Le peintre de bataille - Arturo Pérez-Reverte

peintre de vatailles.jpgUn ancien photographe de guerre vit retiré dans une tour dans laquelle il peint une fresque, la fresque de toutes les batailles. Un homme dont le portrait a fait le tour du monde vient chercher explications et vengeance, car sa famille a été assassinée à cause de cette photo.
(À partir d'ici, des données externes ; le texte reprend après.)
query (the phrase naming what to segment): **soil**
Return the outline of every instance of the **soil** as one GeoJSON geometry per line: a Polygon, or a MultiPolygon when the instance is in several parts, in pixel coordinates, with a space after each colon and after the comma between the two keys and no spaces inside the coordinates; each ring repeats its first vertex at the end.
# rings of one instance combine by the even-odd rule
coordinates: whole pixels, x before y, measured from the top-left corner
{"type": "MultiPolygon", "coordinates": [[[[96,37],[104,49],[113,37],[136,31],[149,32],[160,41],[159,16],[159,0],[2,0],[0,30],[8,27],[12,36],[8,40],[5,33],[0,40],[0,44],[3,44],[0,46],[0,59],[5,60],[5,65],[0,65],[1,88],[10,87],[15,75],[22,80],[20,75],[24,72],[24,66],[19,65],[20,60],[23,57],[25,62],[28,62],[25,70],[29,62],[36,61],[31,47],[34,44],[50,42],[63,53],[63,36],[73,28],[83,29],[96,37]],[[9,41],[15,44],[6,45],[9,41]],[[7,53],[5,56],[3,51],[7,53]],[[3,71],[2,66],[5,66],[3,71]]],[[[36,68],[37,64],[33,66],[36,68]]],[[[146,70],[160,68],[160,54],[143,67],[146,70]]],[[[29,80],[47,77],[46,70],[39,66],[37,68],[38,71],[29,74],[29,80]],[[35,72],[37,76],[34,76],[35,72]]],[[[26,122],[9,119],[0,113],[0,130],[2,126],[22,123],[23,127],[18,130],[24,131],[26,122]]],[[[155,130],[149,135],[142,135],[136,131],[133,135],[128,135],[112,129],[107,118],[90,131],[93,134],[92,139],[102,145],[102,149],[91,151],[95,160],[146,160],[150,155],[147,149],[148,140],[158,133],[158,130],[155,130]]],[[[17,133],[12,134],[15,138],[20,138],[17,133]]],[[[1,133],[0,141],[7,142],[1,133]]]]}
S’ensuit un long face-à-face entre les deux hommes, au-delà de la réflexion sur le poids d’une seule photographie

La plus grande force du roman réside dans le fait qu'Arturo Pérez-Reverte a été lui-même grand reporter et correspondant de guerre pendant des années avant de se consacrer uniquement à l'écriture. A un style impeccable s'ajoute donc une impression terriblement forte de vécu, avec des détails et des scènes devant lesquels on se dit « ça il n'a pas pu l'inventer » . On se trouve du côté non de la victime ou du bourreau, mais derrière l'oeil du témoin avec ce prisme si particulier qu'est l'appareil photo. Fixer une image dans une situation dramatique, une attaque, une exécution, paramétrer son appareil devant un homme en train de mourir… On est confronté dans ce roman à la partie immergée de l’iceberg dont la pointe est la photo en papier glacé du magazine que l’on feuillettera négligemment. Comment se place le photoreporter ? Est-ce qu’il intervient s’il voit quelqu’un sur le point d’être mis à mort ? A quel prix rapporte-t-on des photos de pays en guerre ? Autant de pistes de réflexion explorées par ce roman, jusqu’à la dernière révélation où l’on réalise que toute l’histoire est à repenser de nouveau. Un livre indispensable dans notre monde surmédiatisé.